Archives: Due to the limited number of members on our research team, we have been able to use only a small part of the Qing dynasty archives produced by the Imperial Household Department. We estimate to 6,000 the number of documents pertaining to this archival fund relating to the history of the Chinese capital's temples. They refer mostly to the support given by the court to more than one hundred temples. These documents tell us about the huge investment of the court for maintaining the buildings of dozens of temples and supporting their religious activities.
We have used systematically the archives of the successive temple registration campaigns which took place between 1929 and 1947 and are held by the Beijing Municipal Archives. One thousand files, made up of lists of temple residents, inventories of statues and other ritual objects (in some cases steles or inscribed incense burners), tax certificates, property deeds as well as guarantor endorsements, provide invaluable information on 450 temples located in the Inner City. These materials shed light on such issues as temple property, the management of religious institutions and the degree of activity of a temple during the period concerned.

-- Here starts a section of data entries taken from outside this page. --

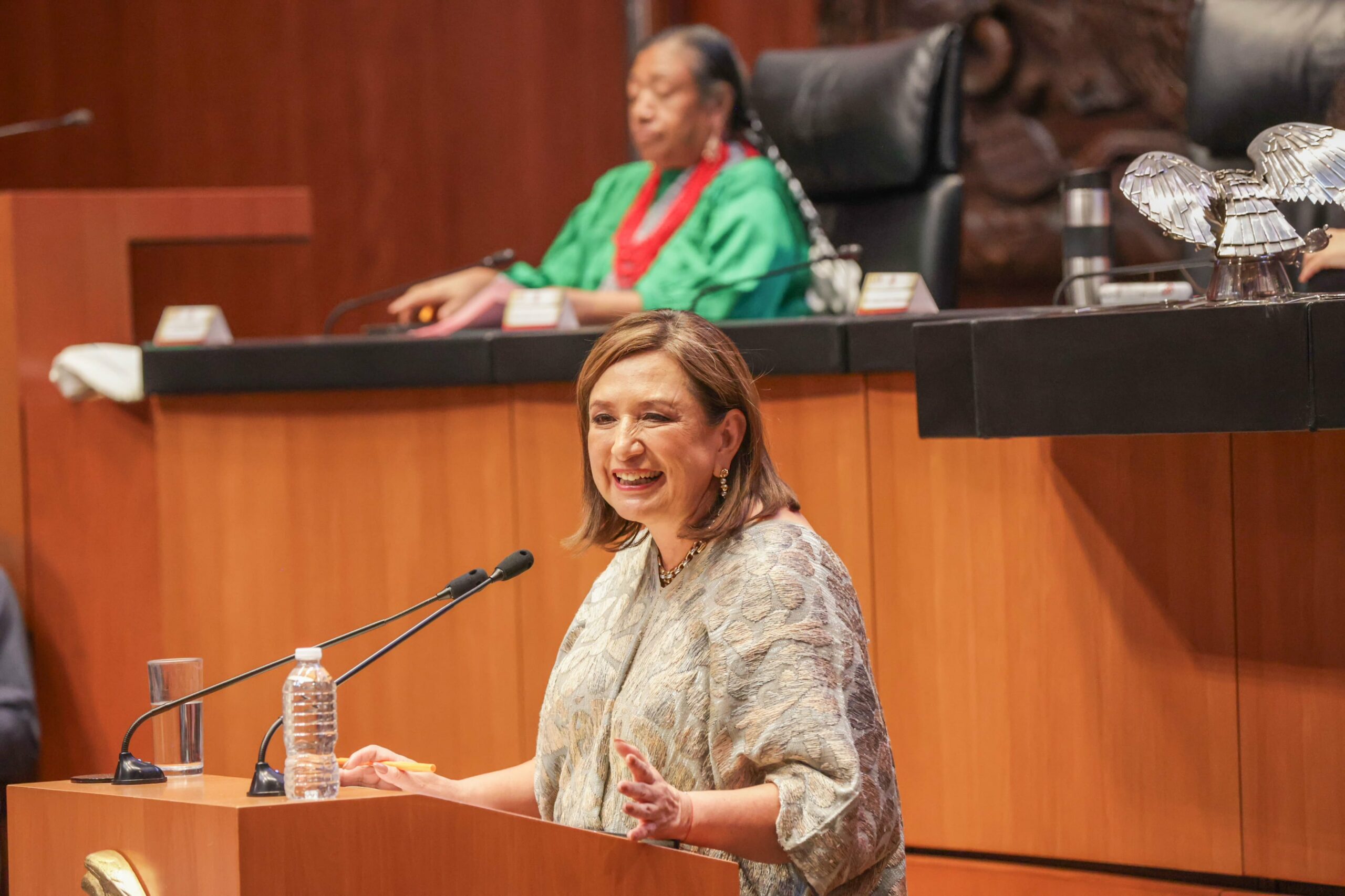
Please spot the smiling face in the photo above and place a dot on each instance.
(670, 121)
(651, 451)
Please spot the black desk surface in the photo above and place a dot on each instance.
(988, 373)
(796, 346)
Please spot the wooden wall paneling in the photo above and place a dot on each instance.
(1289, 533)
(431, 133)
(755, 26)
(548, 475)
(92, 552)
(1056, 630)
(814, 428)
(14, 525)
(287, 520)
(938, 876)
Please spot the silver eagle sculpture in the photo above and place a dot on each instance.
(1234, 212)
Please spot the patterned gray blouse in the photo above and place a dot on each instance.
(751, 666)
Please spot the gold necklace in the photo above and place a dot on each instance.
(666, 576)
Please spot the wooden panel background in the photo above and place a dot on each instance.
(937, 876)
(1056, 641)
(1052, 622)
(429, 132)
(289, 520)
(1290, 530)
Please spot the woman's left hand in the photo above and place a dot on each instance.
(664, 810)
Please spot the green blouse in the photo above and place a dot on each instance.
(744, 224)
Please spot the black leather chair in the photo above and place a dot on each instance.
(873, 135)
(1255, 64)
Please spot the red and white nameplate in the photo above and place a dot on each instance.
(539, 310)
(193, 326)
(895, 294)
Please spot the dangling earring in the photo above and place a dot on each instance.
(710, 151)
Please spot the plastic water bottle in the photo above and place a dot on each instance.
(310, 695)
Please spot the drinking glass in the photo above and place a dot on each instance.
(178, 731)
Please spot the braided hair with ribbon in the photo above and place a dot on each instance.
(836, 282)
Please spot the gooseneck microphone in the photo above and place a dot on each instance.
(138, 772)
(77, 119)
(494, 260)
(267, 780)
(842, 253)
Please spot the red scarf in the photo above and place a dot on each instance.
(633, 259)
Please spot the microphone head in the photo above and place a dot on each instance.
(466, 583)
(513, 566)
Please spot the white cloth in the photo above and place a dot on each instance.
(100, 369)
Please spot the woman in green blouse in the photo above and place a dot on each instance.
(704, 207)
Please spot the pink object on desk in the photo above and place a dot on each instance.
(482, 311)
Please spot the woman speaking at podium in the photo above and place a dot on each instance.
(715, 686)
(702, 207)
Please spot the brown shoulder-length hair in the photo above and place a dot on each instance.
(721, 382)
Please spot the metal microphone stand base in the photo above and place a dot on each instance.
(136, 772)
(267, 782)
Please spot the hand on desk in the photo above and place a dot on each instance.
(1333, 256)
(486, 308)
(450, 294)
(357, 774)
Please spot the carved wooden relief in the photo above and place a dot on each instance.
(1051, 87)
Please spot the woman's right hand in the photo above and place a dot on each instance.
(450, 293)
(1333, 256)
(357, 774)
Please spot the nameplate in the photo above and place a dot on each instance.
(193, 326)
(894, 294)
(1144, 294)
(539, 310)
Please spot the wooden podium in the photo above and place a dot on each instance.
(205, 837)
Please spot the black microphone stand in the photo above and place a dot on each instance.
(494, 260)
(844, 253)
(267, 780)
(138, 772)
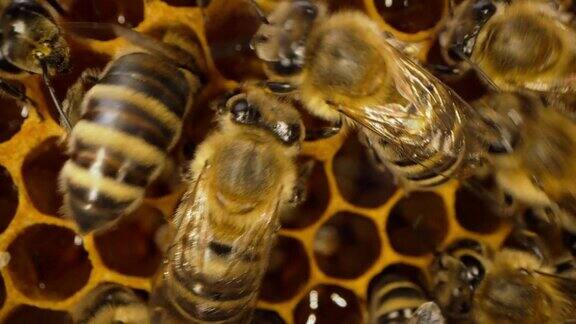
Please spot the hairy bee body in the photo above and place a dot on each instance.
(111, 303)
(533, 157)
(346, 71)
(456, 274)
(519, 289)
(226, 223)
(29, 33)
(395, 300)
(130, 119)
(527, 44)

Literature: Starting from the Ming dynasty, an abundant amount of literati writings was devoted to descriptions of the capital's famous historical sites, among which temples are well represented. However, the most detailed accounts of religious institutions only concern Peking's most important ones, including sometimes transcriptions of the steles erected on the site.

Fieldwork: In order to highlight the present conditions of Peking's temples, those represented on the map of the Qianlong era as well as those discovered through our exploration of written sources, we have organized systematic in situ surveys to search for the locations of every one of them. We have thus been able to ascertain that physical traces of only two hundred remain today out of the 1,500 temples present in our sources. Such "traces" differ widely from one location to another: in some cases, complete compounds are still extant, whereas in other cases, we could only trace back the original temple's existence to one of its single halls, generally converted to some other use than religious activity. Most of the time, the Chinese capital's numerous religious institutions only survive in the memory of the older generations of residents.

Fortune God temple near the Drum Tower, 2012
Fortune God temple near the Drum Tower, 2012

Website: All the data collected in our sources and the copies of stone inscriptions have been stored in a database. More work will be necessary before this large amount of historical information can be offered to the public on an open website.

Publication: We present part of this research program's results in a series of eleven volumes (four have been printed to this day), published by the National Library of China Publishing House. Each volume includes the documentation gathered for one horizontal section - or line - of the Inner city section of the Qianlong-era Peking map (i.e., from the north Second Ring Road to the South of Tiananmen square). For each temple, the readers are provided with a brief historical account composed on the basis of the documentation previously described. Following this description, all the stone inscriptions relating to this same temple that we have been able to locate and copy are presented, under three different formats: reproduction of the rubbing, transcription of the inscription in its original presentation and punctuated version.

Temples et stèles de Pékin, vol. 4, 2 tomes
Temples et stèles de Pékin, vol. 4, 2 tomes

Marianne Bujard (吕敏), éd., Ju Xi, Guan Xiaojing 關笑晶, Wang Minqing 王敏慶, Lei Yang 雷陽, Beijing neicheng simiao beike zhi 北京内城寺廟碑刻志 (Temples et stèles de Pékin), vol. 4, 2 t., 916 p., Péking, Guojia tushuguan 國家圖書館出版社 (National Library), 2017.